Oh, hi. Yes, things get a little contentious at times around the abandoned Cheney Hammer Mill. I was just having a conversation with our mad science advisor, Mitch Macaphee, who is doing some tests on a new propulsion system he’s developing. Suffice to say it’s the kind of propulsion system we would need to carry us to the far-flung interstellar venues that have been added to our upcoming tour in recent days. We haven’t secured transport yet, owing to our lack of resources, so Mitch has taken it upon himself to custom design a deep-space conveyance that will meet our needs … and then some.

Trouble is, he is … well …. a crazy-ass mofo, and because of that simple fact, he can’t just use existing technology to build his spacecraft. Oh, no … he has to innovate an entirely new form of propulsion. Don’t ask me the particulars – it has something to do with curved space-time. I don’t know much about that, except that I don’t have enough space-time in my life these days, curved or straight. Anyway … Mitch built a model of his rocket booster and has claimed that it will travel many, many times the speed of light. And to prove his thesis, he’s going to send the little gizmo several light minutes away and back, timing its journey on his old-school pocket watch. Of course, he gets all worked up when he does this sort of thing, so it’s best to avoid Mitch. Like, spend the day in another room. Or on another continent.

Well, all right, then.

So, yeah, we’ve added a couple of stops to the itinerary, which now looks like this:

  • May 12, Neptune
  • May 15, Proxima system
  • May 20, Barnard’s Star system
  • May 27, Procyon system
  • May 30, Epsilon Indi
  • June 2, Sirius
  • June 5, Jupiter, red spot
  • June 8, Small Magellanic Cloud

That last one is going to be a ball-buster. We may need cryogenic chambers to cover that ride, particularly if Mitch’s propulsion scheme doesn’t pan out. But, again … I will leave the science to the mad scientist and concentrate on what really matters: the Tuesday night garbage pick up. I mean, the music! May 12 is coming up fast, so …. better work up some numbers, am I right? Back to the studio!

Magma cum laude.

Some people count to ten when they’re angry. Others resort to a punching bag or maybe a mattress stood up against the wall. I’ve known people to shut themselves in a closet and scream bloody murder. But THIS … THIS is outrageous.

Remind me, next time I start a band, don’t … repeat, don’t have a mad science advisor. Sure, they can help you out in a pinch, like that time we needed to get to that gig on Neptune and our van had broken down. Or that other time when I needed a personal robot assistant. Thing is, they are so freaking mercurial. (In Mitch Macaphee’s case, I think the reason for that may be that he just spent way too much time on the planet Mercury.) And when the act out, it can have profound consequences.

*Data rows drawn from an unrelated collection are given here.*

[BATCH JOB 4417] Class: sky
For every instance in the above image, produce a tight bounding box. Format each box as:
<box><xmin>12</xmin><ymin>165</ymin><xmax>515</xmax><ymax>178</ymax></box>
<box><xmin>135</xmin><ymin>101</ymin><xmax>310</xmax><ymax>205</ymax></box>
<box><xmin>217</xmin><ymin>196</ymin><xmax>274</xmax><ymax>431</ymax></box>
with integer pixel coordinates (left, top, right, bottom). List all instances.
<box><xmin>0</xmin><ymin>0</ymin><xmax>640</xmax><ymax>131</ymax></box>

I’ve never even come close to being a scientist, but when I was a kid – like most American kids – I built a plaster volcano. Pretty sure Mitch did so when he was young, only his little ‘cano burned down his elementary school and his mates had to spend the rest of the semester attending class in a cornfield. Well … Mitch is at it again, apparently THIS time setting his sites on the Big Island in Hawaii. How do I know he’s the cause of the recent eruptions? Just have a feeling, that’s all. He’s been spending an awful lot of time in that lab of his. And I’ve been hearing a lot of rumbling just lately.

I always get a little nervous when Mitch starts messing around with plate tectonics. It recalls to my mind the protagonist in Matt’s song “Why Not Call It George?” – himself a kind of mad scientist, tinkering with the inner workings of our unruly little planet:

Is that thing loaded?Continental drift can be reversed
Great tumblers shift
And Pangaea can be reclaimed
After me it can be renamed
Why not call it George?
Call it George, after me

While we don’t have a lot of tectonic activity in our neighborhood, it does get a little shaky once in a long while. And with Mitch Macaphee still pissed off about those NASA shots of Jupiter, I wouldn’t be surprised if those tremors get a little closer together. We might even wake up to aggravated volcanism, and I don’t mean the plaster variety. (Note to self: order those fireproof goulashes.)